Apabila anak dibawah umur telah mengkonsumsi hal ini maka akan
menghacurkan generasi muda masa mendatang secara lebih luas lagi.
2) Pemberitaan
tulisan dan suara.
Pemberitaan tulisan dilakukan melalui
tabloit, surat kabar dan majalah serta penyiaran oleh radio swasta dengan macam
penyajian sebagai berikut :
Ø
Pemberitaan yang beraneka ragam versi pada
kasus yang sama. Pada saat ini tiap
media mempunyai kepentingan masing-masing sehingga dalam isinya tidak
mengandalkan isi nyata tetapi mengarah
ketujuan tertentu untuk kepentingan kelompok tertentu atau dalam kepentingan
bisnis supaya laku. Dalam pemberitaan
tersebut juga akan membuat pembacanya menjadi bingung terhadap kejadian yang
sama dimuat berbeda oleh mas media lain.
Ø
Berita yang mengulas suatu masalah yang belum
tentu benar. Hal ini terjadi dengan
adanya isu tertentu yang bersifat samar dan jauh dari kebenaran tetapi sudah
diekspos secara besar-besaran/utama dengan polesan menarik sehingga bersifat
luar biasa/ spektakuler. Seperti
Berita Harian Serambi Indonesia tanggal
10 September 2001 tentang Jatuhnya Korban TNI penghadangan di Ulee Pidie Aceh
yang jauh dari kenyataan.
Ø
Berita yang dapat menimbulkan pemahaman
tertentu, menghasut ataupun mengadu domba.

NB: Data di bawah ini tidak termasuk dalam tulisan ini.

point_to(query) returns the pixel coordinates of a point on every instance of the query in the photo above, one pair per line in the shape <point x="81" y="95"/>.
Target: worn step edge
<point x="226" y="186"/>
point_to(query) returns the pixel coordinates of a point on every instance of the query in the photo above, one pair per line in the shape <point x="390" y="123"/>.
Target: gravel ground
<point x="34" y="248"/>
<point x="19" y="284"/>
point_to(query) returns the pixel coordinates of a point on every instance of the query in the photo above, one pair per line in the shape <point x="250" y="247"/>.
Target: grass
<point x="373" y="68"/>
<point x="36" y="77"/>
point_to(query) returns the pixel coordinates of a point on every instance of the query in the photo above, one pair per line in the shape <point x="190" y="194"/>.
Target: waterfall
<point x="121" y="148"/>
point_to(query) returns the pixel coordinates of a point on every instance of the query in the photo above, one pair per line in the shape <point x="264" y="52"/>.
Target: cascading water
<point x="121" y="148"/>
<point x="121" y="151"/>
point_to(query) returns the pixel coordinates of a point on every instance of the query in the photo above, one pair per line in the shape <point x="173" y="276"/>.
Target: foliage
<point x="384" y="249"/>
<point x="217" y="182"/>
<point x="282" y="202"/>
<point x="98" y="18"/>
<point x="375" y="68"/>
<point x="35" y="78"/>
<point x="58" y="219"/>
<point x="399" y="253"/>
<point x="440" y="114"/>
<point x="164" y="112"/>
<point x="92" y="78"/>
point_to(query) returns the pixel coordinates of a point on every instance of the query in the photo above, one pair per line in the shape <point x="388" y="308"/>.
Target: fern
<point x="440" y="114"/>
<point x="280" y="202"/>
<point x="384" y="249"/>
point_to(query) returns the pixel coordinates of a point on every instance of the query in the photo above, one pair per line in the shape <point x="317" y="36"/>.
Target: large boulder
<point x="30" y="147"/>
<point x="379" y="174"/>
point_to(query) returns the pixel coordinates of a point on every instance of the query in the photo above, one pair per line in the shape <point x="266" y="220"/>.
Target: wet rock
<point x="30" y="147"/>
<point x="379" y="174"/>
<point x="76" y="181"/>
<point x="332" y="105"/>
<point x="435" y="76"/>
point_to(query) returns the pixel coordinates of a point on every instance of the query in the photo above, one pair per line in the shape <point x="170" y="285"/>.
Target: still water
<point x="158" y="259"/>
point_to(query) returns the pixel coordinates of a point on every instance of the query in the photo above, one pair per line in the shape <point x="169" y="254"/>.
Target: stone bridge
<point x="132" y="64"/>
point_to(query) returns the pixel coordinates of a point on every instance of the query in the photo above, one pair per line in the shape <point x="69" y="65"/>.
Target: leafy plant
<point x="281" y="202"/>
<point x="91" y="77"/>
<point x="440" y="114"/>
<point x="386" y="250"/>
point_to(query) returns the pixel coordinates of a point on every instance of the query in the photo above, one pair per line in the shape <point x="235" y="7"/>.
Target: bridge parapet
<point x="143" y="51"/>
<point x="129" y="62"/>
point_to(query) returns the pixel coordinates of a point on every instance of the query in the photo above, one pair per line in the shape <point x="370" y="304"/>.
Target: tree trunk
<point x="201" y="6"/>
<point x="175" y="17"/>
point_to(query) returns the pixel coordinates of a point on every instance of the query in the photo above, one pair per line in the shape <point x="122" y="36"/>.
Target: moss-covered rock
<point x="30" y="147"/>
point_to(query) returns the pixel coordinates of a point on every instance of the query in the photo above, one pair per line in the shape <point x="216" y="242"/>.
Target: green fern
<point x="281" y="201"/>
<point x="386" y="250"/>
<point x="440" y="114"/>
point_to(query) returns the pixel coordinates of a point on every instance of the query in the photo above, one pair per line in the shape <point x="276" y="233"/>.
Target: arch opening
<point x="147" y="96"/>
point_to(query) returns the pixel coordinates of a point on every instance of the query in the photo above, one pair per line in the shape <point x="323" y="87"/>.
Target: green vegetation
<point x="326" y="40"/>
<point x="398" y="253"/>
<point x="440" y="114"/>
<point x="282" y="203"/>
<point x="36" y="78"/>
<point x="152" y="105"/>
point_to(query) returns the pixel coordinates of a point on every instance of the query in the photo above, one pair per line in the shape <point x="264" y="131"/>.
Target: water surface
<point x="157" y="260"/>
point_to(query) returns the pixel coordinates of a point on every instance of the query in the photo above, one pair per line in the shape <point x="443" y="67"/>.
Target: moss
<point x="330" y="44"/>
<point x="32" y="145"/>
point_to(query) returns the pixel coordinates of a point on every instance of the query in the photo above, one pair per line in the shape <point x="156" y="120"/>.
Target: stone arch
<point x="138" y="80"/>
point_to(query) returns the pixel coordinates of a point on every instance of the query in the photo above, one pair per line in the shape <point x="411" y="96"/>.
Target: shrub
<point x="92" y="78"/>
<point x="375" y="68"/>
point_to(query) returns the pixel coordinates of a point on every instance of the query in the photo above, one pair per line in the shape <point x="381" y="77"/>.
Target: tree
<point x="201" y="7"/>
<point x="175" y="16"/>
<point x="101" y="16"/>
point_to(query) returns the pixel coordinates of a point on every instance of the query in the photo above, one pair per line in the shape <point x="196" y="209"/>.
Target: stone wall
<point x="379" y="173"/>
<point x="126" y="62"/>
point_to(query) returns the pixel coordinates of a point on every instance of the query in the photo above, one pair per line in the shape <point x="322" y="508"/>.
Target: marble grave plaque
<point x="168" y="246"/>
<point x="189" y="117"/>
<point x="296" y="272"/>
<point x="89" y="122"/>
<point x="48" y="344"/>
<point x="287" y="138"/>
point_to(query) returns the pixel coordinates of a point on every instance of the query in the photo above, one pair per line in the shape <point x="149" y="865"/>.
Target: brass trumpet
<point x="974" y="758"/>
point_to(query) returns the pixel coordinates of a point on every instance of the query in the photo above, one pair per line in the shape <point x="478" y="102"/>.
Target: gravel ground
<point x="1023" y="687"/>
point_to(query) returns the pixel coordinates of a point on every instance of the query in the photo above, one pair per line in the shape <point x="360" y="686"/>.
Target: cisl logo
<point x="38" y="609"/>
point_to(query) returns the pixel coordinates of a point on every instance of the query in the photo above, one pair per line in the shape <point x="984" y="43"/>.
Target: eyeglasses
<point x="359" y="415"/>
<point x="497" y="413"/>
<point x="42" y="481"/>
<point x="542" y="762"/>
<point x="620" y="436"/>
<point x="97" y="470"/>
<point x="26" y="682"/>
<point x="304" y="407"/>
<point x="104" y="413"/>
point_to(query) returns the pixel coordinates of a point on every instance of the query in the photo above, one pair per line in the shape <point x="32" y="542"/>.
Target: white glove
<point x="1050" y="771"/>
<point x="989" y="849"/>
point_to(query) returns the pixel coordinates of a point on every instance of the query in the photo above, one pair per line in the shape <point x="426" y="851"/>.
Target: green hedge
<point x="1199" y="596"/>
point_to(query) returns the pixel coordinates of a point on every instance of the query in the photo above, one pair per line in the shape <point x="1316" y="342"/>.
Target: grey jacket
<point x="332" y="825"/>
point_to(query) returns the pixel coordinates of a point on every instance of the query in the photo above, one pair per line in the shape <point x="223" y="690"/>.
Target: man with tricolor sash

Hal ini terjadi terhadap suatu kasus yang potensial untuk berkembang
sara atau menimbulkan emosi terhadap pembacanya ada beberapa mass media dengan
penuh polesan membahas kasus tersebut tanpa berpikir akan menimbulkan ekses
yang berbahaya yang lebih besar seperti kejadian di Maluku yang dimuat di
Tabloit AKSI.
Mengkritik
tanpa etika. Dalam kehidupan
bermasyarakat Indonesia merupakan masyarakat yang menjunjung tinggi adat
ketimuran dengan tenggang rasanya.
Tetapi dengan adanya perkembangan pers yang bebas dalam pengulasan suatu
artikel tentang seseorang ataupun pejabat negara yang berakibat berita tersebut
menjadi spektakuler/heboh maka media tertentu dengan leluasa melaksanakan
ulasannya terkadang hingga tidak mencerminkan adat ketimuran. Hal ini terjadi juga apabila individu
mempunyai kekeliruan/kelalaian serta melaksanakan tindakan asusila dengan
bahasa yang menggiurkan media tertentu mengulasnya.